Etifoxine (etafenoxine, StresamⓇ) is a non-benzodiazepine anxiolytic with an anticonvulsant effect. It was developed in the 1960s for anxiety disorders and is currently being studied for its ability to promote peripheral nerve healing and to treat chemotherapy-induced pain. In addition to being mediated by GABA-A2 receptors like benzodiazepines, etifoxine appears to produce anxiolytic effects directly by binding to 2 or 3 subunits of the GABAA receptor complex. It also modulates GABAA receptors indirectly via stimulation of neurosteroid production after etifoxine binds to the 18 kDa translocator protein (TSPO) of the outer mitochondrial membrane in the central and peripheral nervous systems, previously known as the peripheral benzodiazepine receptor (PBR).

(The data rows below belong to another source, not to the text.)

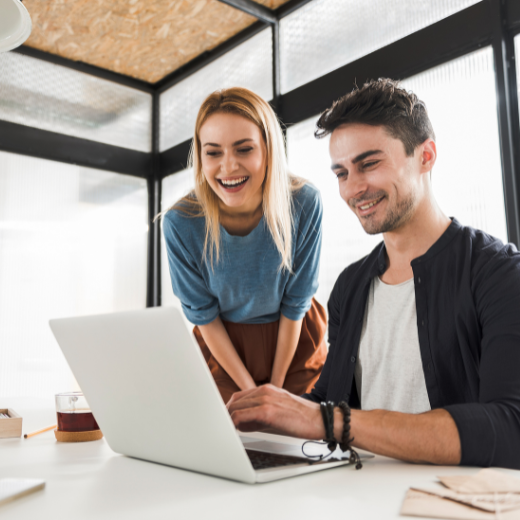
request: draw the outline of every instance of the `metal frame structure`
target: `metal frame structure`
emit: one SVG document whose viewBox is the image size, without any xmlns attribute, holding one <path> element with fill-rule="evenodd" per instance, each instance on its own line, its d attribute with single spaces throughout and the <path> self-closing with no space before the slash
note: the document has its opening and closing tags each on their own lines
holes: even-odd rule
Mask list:
<svg viewBox="0 0 520 520">
<path fill-rule="evenodd" d="M 509 240 L 520 246 L 520 118 L 514 37 L 520 33 L 520 0 L 482 0 L 463 11 L 378 49 L 285 94 L 280 89 L 280 20 L 313 0 L 290 0 L 269 10 L 251 0 L 219 0 L 258 22 L 155 84 L 22 46 L 17 52 L 135 88 L 152 95 L 152 151 L 138 152 L 87 139 L 0 121 L 0 150 L 135 175 L 148 185 L 146 305 L 161 303 L 160 226 L 162 179 L 186 167 L 191 140 L 159 149 L 160 95 L 267 27 L 273 38 L 273 107 L 285 125 L 318 115 L 345 93 L 345 86 L 375 77 L 404 79 L 484 46 L 495 60 L 497 114 Z"/>
</svg>

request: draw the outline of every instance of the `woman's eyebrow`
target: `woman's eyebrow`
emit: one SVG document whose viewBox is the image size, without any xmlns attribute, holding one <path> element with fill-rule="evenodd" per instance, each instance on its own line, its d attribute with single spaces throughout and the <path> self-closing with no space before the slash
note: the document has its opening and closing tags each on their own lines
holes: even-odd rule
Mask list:
<svg viewBox="0 0 520 520">
<path fill-rule="evenodd" d="M 238 140 L 238 141 L 235 141 L 235 142 L 233 143 L 233 146 L 240 146 L 241 144 L 243 144 L 243 143 L 247 143 L 248 141 L 252 141 L 252 140 L 253 140 L 253 139 L 251 139 L 250 137 L 246 137 L 245 139 L 240 139 L 240 140 Z M 202 145 L 202 147 L 204 147 L 204 146 L 216 146 L 216 147 L 218 147 L 218 148 L 221 147 L 221 145 L 220 145 L 220 144 L 217 144 L 217 143 L 204 143 L 204 144 Z"/>
<path fill-rule="evenodd" d="M 247 141 L 252 141 L 252 139 L 250 137 L 246 137 L 245 139 L 240 139 L 239 141 L 235 141 L 233 143 L 233 146 L 239 146 L 243 143 L 247 143 Z"/>
</svg>

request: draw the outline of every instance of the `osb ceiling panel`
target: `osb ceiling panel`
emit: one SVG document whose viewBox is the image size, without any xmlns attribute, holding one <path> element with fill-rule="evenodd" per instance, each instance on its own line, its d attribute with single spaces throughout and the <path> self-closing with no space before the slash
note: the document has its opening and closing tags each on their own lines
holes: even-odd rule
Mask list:
<svg viewBox="0 0 520 520">
<path fill-rule="evenodd" d="M 287 0 L 256 0 L 275 9 Z M 217 0 L 25 0 L 26 45 L 155 83 L 256 21 Z"/>
</svg>

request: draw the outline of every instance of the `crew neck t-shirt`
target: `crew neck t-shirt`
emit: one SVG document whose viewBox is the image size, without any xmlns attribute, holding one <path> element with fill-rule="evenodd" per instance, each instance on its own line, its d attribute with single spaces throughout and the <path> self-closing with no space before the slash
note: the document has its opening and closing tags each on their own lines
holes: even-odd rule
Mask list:
<svg viewBox="0 0 520 520">
<path fill-rule="evenodd" d="M 234 323 L 271 323 L 280 312 L 299 320 L 318 288 L 322 203 L 305 184 L 292 194 L 293 273 L 280 269 L 281 256 L 264 217 L 246 236 L 220 226 L 220 258 L 213 268 L 203 259 L 204 217 L 172 209 L 163 219 L 173 293 L 195 325 L 220 316 Z"/>
<path fill-rule="evenodd" d="M 356 363 L 363 410 L 422 413 L 431 409 L 421 361 L 413 278 L 388 285 L 372 279 Z"/>
</svg>

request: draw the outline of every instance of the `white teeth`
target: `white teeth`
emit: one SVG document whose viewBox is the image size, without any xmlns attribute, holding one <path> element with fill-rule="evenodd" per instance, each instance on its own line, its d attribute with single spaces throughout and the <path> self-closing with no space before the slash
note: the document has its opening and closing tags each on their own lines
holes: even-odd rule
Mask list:
<svg viewBox="0 0 520 520">
<path fill-rule="evenodd" d="M 362 209 L 363 211 L 365 209 L 371 208 L 375 204 L 377 204 L 381 199 L 375 200 L 374 202 L 370 202 L 369 204 L 365 204 L 364 206 L 359 206 L 359 209 Z"/>
<path fill-rule="evenodd" d="M 241 182 L 244 182 L 247 179 L 247 177 L 242 177 L 240 179 L 232 179 L 230 181 L 225 181 L 224 179 L 219 179 L 224 186 L 235 186 L 235 184 L 240 184 Z"/>
</svg>

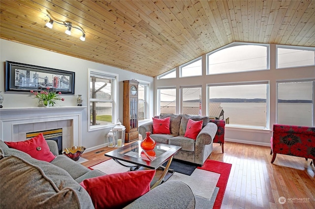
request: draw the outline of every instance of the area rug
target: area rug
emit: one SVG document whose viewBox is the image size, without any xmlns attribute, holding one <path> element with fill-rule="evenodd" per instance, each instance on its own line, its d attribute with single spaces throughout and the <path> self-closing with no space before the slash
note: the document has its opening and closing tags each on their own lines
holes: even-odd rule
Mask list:
<svg viewBox="0 0 315 209">
<path fill-rule="evenodd" d="M 163 164 L 163 166 L 166 166 L 167 162 Z M 174 170 L 176 172 L 180 173 L 188 176 L 191 175 L 193 171 L 197 168 L 197 166 L 191 164 L 185 163 L 184 162 L 173 159 L 172 160 L 169 168 Z"/>
<path fill-rule="evenodd" d="M 131 163 L 126 164 L 133 165 Z M 220 209 L 231 166 L 231 164 L 207 160 L 202 167 L 197 167 L 197 169 L 195 170 L 190 176 L 175 173 L 168 181 L 179 180 L 188 184 L 191 188 L 196 197 L 196 209 Z M 129 171 L 129 168 L 117 163 L 112 159 L 89 168 L 99 170 L 107 174 Z M 202 176 L 205 177 L 200 179 L 199 177 Z M 197 181 L 196 181 L 195 180 Z M 205 184 L 208 185 L 209 188 Z"/>
<path fill-rule="evenodd" d="M 202 167 L 197 168 L 220 174 L 217 183 L 217 187 L 219 188 L 219 190 L 213 206 L 214 209 L 219 209 L 221 208 L 231 167 L 232 164 L 230 163 L 207 159 Z"/>
</svg>

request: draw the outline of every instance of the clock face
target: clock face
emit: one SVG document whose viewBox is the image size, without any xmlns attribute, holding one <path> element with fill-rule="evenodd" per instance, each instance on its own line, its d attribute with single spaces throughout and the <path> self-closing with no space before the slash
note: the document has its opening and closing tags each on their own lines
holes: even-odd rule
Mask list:
<svg viewBox="0 0 315 209">
<path fill-rule="evenodd" d="M 132 95 L 135 95 L 137 93 L 137 88 L 135 86 L 131 86 L 130 88 L 130 90 Z"/>
</svg>

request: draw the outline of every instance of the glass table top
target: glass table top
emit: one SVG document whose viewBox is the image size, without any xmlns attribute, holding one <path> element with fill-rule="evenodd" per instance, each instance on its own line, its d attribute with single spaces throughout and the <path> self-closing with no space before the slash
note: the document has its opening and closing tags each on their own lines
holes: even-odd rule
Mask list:
<svg viewBox="0 0 315 209">
<path fill-rule="evenodd" d="M 141 142 L 139 140 L 128 144 L 105 153 L 104 156 L 156 169 L 182 148 L 178 146 L 157 143 L 154 150 L 146 152 L 141 149 Z"/>
</svg>

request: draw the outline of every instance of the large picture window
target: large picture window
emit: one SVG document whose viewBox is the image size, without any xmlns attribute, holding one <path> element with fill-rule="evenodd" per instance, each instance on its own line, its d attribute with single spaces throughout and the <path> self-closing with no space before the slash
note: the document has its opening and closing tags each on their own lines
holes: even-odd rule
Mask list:
<svg viewBox="0 0 315 209">
<path fill-rule="evenodd" d="M 236 44 L 207 55 L 208 75 L 269 68 L 268 45 Z"/>
<path fill-rule="evenodd" d="M 174 68 L 158 76 L 158 79 L 174 78 L 176 78 L 176 69 Z"/>
<path fill-rule="evenodd" d="M 268 82 L 209 86 L 208 88 L 209 107 L 221 108 L 220 110 L 223 111 L 224 119 L 227 124 L 267 128 Z M 209 116 L 219 117 L 220 113 L 220 111 L 218 115 Z"/>
<path fill-rule="evenodd" d="M 180 77 L 202 75 L 201 57 L 194 59 L 180 67 Z"/>
<path fill-rule="evenodd" d="M 315 65 L 315 48 L 277 46 L 277 68 L 312 65 Z"/>
<path fill-rule="evenodd" d="M 94 70 L 90 71 L 89 131 L 115 124 L 117 77 Z"/>
<path fill-rule="evenodd" d="M 278 123 L 314 126 L 315 81 L 277 83 Z"/>
<path fill-rule="evenodd" d="M 198 115 L 201 87 L 183 87 L 181 90 L 182 114 Z"/>
<path fill-rule="evenodd" d="M 158 90 L 159 113 L 176 113 L 176 89 L 161 88 Z"/>
</svg>

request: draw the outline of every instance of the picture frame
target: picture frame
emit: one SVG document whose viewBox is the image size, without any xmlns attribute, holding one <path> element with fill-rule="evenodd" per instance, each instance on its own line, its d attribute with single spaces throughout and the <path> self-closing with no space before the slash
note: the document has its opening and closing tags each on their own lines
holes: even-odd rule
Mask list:
<svg viewBox="0 0 315 209">
<path fill-rule="evenodd" d="M 30 92 L 49 87 L 62 94 L 74 94 L 75 72 L 11 61 L 5 65 L 6 92 Z"/>
</svg>

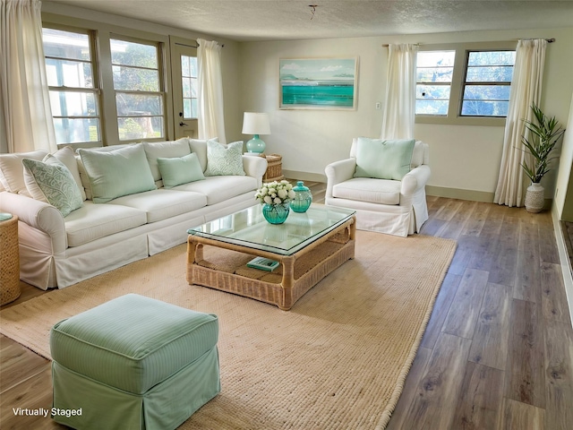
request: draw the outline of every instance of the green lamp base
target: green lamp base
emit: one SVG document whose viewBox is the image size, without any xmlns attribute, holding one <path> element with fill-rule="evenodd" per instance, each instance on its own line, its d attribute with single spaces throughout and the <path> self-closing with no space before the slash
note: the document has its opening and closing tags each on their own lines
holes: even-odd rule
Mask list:
<svg viewBox="0 0 573 430">
<path fill-rule="evenodd" d="M 247 151 L 261 154 L 265 151 L 265 148 L 267 145 L 265 145 L 265 142 L 262 141 L 262 139 L 259 137 L 259 134 L 255 134 L 254 136 L 252 136 L 252 139 L 247 142 L 246 146 Z"/>
</svg>

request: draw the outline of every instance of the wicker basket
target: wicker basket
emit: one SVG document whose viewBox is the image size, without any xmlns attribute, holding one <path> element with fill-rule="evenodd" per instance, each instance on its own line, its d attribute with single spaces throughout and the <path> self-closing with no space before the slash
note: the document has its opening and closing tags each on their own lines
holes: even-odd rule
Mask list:
<svg viewBox="0 0 573 430">
<path fill-rule="evenodd" d="M 270 154 L 265 156 L 267 159 L 267 171 L 262 180 L 264 182 L 280 181 L 283 176 L 283 158 L 278 154 Z"/>
<path fill-rule="evenodd" d="M 18 217 L 0 221 L 0 305 L 20 297 Z"/>
</svg>

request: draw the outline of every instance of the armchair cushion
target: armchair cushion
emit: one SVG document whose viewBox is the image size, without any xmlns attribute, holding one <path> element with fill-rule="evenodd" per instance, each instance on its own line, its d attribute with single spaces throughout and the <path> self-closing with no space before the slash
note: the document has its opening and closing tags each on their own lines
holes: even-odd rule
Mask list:
<svg viewBox="0 0 573 430">
<path fill-rule="evenodd" d="M 400 186 L 398 181 L 355 177 L 332 187 L 332 197 L 379 204 L 399 204 Z"/>
<path fill-rule="evenodd" d="M 359 137 L 355 177 L 402 180 L 410 171 L 414 139 L 381 140 Z"/>
</svg>

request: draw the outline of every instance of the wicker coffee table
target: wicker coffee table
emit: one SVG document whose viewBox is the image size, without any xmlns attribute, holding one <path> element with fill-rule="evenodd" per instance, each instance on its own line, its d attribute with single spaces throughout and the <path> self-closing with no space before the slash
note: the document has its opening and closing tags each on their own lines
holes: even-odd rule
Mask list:
<svg viewBox="0 0 573 430">
<path fill-rule="evenodd" d="M 289 310 L 309 289 L 355 256 L 355 211 L 312 203 L 271 225 L 261 205 L 188 230 L 187 281 Z M 207 245 L 207 247 L 205 246 Z M 210 250 L 213 246 L 217 252 Z M 248 267 L 254 257 L 279 262 L 273 271 Z"/>
</svg>

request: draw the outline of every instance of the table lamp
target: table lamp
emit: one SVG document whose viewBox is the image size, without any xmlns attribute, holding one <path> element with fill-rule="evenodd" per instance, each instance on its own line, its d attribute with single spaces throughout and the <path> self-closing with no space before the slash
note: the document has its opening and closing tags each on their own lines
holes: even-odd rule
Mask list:
<svg viewBox="0 0 573 430">
<path fill-rule="evenodd" d="M 243 133 L 253 134 L 247 142 L 247 151 L 262 153 L 265 151 L 265 142 L 259 134 L 270 134 L 269 114 L 259 112 L 245 112 L 243 117 Z"/>
</svg>

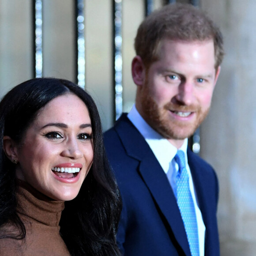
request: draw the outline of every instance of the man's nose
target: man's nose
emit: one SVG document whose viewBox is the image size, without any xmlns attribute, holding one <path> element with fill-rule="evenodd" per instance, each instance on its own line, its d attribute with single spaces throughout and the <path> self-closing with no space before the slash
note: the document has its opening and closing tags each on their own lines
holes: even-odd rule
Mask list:
<svg viewBox="0 0 256 256">
<path fill-rule="evenodd" d="M 178 88 L 176 99 L 181 104 L 189 105 L 193 104 L 194 100 L 194 86 L 191 82 L 184 81 L 181 83 Z"/>
</svg>

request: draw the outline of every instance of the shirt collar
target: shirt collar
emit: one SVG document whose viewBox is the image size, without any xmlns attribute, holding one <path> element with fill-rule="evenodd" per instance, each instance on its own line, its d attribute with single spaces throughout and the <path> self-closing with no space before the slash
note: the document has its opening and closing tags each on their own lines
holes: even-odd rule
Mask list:
<svg viewBox="0 0 256 256">
<path fill-rule="evenodd" d="M 170 167 L 170 163 L 177 153 L 177 148 L 145 121 L 138 112 L 135 105 L 133 105 L 127 117 L 144 138 L 165 173 L 167 173 Z M 186 139 L 179 149 L 184 152 L 186 162 L 188 162 L 187 147 L 188 139 Z"/>
</svg>

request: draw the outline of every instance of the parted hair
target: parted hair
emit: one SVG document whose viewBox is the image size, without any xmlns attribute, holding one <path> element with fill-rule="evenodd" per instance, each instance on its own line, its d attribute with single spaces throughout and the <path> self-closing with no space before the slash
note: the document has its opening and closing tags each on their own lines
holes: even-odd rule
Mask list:
<svg viewBox="0 0 256 256">
<path fill-rule="evenodd" d="M 166 39 L 188 42 L 212 39 L 216 69 L 222 62 L 224 53 L 221 32 L 203 11 L 191 4 L 165 5 L 141 23 L 134 46 L 146 67 L 158 60 L 161 43 Z"/>
<path fill-rule="evenodd" d="M 93 163 L 75 198 L 65 202 L 60 233 L 72 255 L 119 256 L 116 235 L 121 200 L 105 153 L 99 115 L 92 98 L 83 88 L 66 80 L 36 78 L 11 90 L 0 102 L 0 230 L 7 222 L 19 231 L 14 239 L 23 239 L 26 229 L 16 211 L 15 165 L 5 155 L 3 137 L 18 143 L 38 111 L 60 95 L 76 95 L 87 106 L 93 136 Z M 0 238 L 6 235 L 0 232 Z"/>
</svg>

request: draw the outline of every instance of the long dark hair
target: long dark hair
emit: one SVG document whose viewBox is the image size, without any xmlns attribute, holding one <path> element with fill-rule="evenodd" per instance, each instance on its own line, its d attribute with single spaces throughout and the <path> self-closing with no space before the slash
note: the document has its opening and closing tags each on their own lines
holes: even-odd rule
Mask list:
<svg viewBox="0 0 256 256">
<path fill-rule="evenodd" d="M 65 203 L 60 233 L 72 255 L 118 256 L 116 234 L 121 202 L 106 156 L 99 115 L 91 97 L 66 80 L 32 79 L 13 88 L 0 102 L 0 227 L 10 221 L 20 231 L 13 238 L 26 235 L 25 226 L 16 212 L 15 167 L 4 152 L 4 136 L 20 143 L 38 110 L 56 97 L 68 93 L 79 97 L 88 108 L 94 155 L 78 195 Z"/>
</svg>

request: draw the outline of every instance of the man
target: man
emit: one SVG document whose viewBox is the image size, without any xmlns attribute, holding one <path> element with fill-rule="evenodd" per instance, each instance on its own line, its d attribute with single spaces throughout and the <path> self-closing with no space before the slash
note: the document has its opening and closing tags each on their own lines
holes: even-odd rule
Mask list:
<svg viewBox="0 0 256 256">
<path fill-rule="evenodd" d="M 125 256 L 219 255 L 218 181 L 187 138 L 208 112 L 222 45 L 218 29 L 188 4 L 165 6 L 138 30 L 136 104 L 105 134 L 123 200 L 117 240 Z"/>
</svg>

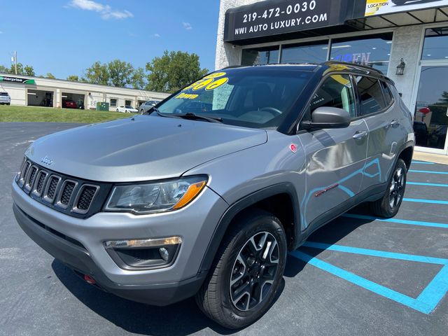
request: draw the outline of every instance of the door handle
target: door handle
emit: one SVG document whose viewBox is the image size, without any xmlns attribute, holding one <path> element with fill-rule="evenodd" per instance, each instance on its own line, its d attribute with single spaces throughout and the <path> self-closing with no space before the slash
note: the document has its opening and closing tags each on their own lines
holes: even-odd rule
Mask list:
<svg viewBox="0 0 448 336">
<path fill-rule="evenodd" d="M 360 139 L 363 139 L 364 136 L 367 136 L 367 132 L 365 131 L 358 131 L 355 133 L 355 135 L 353 136 L 353 139 L 355 140 L 358 140 Z"/>
<path fill-rule="evenodd" d="M 397 128 L 398 126 L 400 126 L 400 122 L 398 120 L 392 120 L 391 122 L 391 126 L 392 126 L 393 128 Z"/>
</svg>

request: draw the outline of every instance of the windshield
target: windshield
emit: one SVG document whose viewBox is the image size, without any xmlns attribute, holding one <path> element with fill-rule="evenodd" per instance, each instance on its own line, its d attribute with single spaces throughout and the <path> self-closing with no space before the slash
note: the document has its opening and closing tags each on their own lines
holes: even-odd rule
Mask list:
<svg viewBox="0 0 448 336">
<path fill-rule="evenodd" d="M 158 108 L 165 116 L 194 113 L 229 125 L 277 127 L 311 76 L 298 70 L 225 69 L 185 88 Z"/>
</svg>

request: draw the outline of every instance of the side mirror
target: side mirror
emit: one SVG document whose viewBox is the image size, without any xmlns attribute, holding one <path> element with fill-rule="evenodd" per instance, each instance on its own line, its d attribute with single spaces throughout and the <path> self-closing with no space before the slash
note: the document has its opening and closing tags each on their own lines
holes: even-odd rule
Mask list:
<svg viewBox="0 0 448 336">
<path fill-rule="evenodd" d="M 336 107 L 322 106 L 316 108 L 311 115 L 312 121 L 302 121 L 304 130 L 322 128 L 345 128 L 350 125 L 350 115 Z"/>
</svg>

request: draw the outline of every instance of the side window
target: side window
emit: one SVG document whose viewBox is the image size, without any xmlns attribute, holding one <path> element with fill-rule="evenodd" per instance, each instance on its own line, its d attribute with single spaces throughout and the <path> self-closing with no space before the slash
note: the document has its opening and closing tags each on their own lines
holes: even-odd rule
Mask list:
<svg viewBox="0 0 448 336">
<path fill-rule="evenodd" d="M 383 92 L 377 79 L 360 76 L 356 77 L 360 104 L 360 115 L 376 113 L 386 107 Z"/>
<path fill-rule="evenodd" d="M 332 75 L 325 80 L 313 97 L 311 113 L 318 107 L 328 106 L 343 108 L 352 119 L 356 118 L 355 99 L 349 75 Z"/>
<path fill-rule="evenodd" d="M 386 106 L 388 106 L 392 104 L 393 96 L 392 92 L 391 92 L 391 89 L 389 89 L 389 85 L 387 85 L 386 82 L 383 82 L 380 80 L 381 86 L 383 88 L 383 92 L 384 93 L 384 102 L 386 103 Z"/>
</svg>

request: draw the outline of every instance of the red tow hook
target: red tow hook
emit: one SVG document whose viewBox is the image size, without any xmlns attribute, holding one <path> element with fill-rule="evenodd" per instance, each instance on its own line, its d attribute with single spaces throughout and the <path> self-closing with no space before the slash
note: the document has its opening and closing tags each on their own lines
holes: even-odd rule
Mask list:
<svg viewBox="0 0 448 336">
<path fill-rule="evenodd" d="M 85 280 L 85 282 L 90 284 L 91 285 L 94 285 L 97 283 L 94 279 L 87 274 L 84 274 L 84 280 Z"/>
</svg>

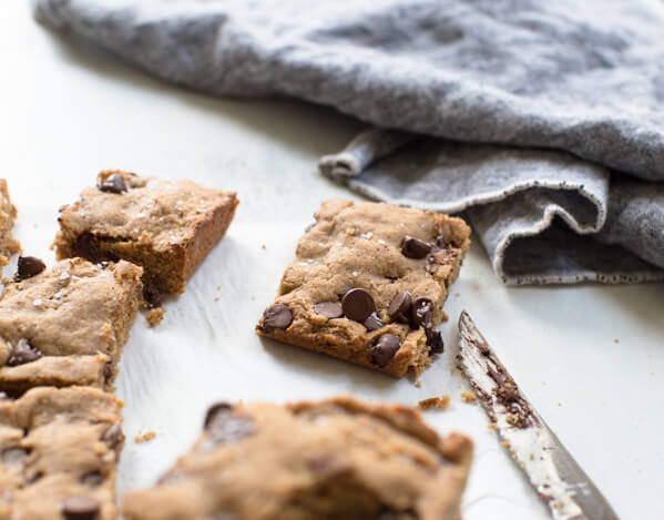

Therefore, the effects of etifoxine are not completely reversed by the benzodiazepine antagonist flumazenil. Etifoxine is used for various emotional and bodily reactions followed by anxiety. It is contraindicated in situations such as shock, severely impaired liver or kidney function, and severe respiratory failure. The average dosage is 150 mg per day for no more than 12 weeks. The most common adverse effect is drowsiness at the initial stage. It does not usually cause any withdrawal syndromes. In conclusion, etifoxine shows less adverse effects of anterograde amnesia, sedation, impaired psychomotor performance, and withdrawal syndromes than those of benzodiazepines.